Elderheim is security-sensitive compiler infrastructure. Treat parser, normalization, relocation, executable-format, runtime-fragment, dependency, and CI changes as high-risk until tested.
Run these regularly and before release candidates:
scripts/checks.sh
cargo deny check
cargo audit
scripts/generate-sbom.shGitHub Actions run normal Rust CI. GitHub CodeQL default setup should be enabled in the repository security settings. Keep only one active CodeQL configuration: do not add an advanced CodeQL workflow while default setup is active.
After the release-candidate commit is pushed, GitHub CodeQL default setup runs
on that commit. If CodeQL reports findings, fix them, update the matching
security/pentest/<version>.md report, and make a new release-candidate commit.

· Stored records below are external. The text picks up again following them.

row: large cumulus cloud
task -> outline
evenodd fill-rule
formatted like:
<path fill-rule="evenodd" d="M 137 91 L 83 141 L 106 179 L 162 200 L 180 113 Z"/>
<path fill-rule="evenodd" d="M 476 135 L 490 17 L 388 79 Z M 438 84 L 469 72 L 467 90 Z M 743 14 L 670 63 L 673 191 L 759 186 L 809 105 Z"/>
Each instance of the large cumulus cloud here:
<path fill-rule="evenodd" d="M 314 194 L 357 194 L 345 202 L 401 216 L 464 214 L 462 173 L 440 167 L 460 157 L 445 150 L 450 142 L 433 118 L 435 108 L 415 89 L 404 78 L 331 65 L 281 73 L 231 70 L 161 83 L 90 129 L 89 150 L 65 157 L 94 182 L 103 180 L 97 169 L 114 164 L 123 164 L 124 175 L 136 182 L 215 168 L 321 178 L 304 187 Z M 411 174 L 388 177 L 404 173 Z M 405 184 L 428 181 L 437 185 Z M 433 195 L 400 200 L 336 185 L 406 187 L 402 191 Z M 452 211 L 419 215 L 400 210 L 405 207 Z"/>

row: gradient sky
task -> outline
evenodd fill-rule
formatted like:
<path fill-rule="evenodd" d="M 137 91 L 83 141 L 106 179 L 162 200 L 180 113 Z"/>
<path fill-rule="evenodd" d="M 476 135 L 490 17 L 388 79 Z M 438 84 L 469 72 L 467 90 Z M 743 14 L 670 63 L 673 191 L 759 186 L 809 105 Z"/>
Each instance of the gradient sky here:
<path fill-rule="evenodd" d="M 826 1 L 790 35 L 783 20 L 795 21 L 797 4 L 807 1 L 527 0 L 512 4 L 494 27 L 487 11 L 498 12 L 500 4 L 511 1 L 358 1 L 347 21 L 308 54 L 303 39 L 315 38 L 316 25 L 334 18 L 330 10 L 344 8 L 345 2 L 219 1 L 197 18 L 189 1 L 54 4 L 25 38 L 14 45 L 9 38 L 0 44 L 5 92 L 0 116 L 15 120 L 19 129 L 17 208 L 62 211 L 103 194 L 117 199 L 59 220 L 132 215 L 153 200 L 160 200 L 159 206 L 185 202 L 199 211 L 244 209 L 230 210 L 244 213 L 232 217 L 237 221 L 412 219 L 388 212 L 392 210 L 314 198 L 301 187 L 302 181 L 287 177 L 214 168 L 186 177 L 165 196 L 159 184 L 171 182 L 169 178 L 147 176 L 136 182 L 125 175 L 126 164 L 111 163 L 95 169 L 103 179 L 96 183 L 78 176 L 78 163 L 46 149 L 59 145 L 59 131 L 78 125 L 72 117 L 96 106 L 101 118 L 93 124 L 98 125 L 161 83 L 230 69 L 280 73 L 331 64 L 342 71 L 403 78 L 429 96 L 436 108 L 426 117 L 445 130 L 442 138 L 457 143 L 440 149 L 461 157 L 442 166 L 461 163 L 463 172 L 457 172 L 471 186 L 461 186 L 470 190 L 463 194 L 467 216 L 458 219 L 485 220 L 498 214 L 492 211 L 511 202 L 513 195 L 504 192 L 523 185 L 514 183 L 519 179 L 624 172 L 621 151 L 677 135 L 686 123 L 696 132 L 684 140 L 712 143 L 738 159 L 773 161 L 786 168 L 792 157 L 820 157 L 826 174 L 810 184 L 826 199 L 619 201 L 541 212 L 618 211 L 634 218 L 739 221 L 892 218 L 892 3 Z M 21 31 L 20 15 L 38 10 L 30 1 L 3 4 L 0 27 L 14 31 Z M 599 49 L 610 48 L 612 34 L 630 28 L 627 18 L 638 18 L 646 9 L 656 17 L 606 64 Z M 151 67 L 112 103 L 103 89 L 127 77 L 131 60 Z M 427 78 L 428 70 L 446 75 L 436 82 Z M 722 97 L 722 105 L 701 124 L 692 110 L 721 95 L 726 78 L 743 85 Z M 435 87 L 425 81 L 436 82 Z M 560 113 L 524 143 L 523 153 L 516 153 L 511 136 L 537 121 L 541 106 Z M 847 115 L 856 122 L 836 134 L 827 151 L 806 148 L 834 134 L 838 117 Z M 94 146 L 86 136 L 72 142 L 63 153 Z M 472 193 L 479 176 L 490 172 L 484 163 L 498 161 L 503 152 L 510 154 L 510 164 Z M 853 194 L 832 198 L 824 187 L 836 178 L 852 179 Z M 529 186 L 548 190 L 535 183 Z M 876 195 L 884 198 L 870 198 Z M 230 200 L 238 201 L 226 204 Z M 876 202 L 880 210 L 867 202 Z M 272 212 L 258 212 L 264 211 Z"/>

The dependency policy lives in deny.toml. Unknown registries and git sources
are denied by default. License exceptions must be narrow and documented.
Elderheim starts with no third-party crate dependencies. Any dependency change is a supply-chain change and needs review.
Generated programs must not depend on rustc, Cargo, LLVM, Cranelift, system assemblers, system linkers, libc, or external BASIC runtimes.
Executable writers must use explicit byte serialization and checked arithmetic. Do not serialize executable headers by casting Rust structs to bytes.
Do not publish exploitable security details before a fix is available. Open a private security advisory or contact the maintainers directly once the public repository security channel is configured.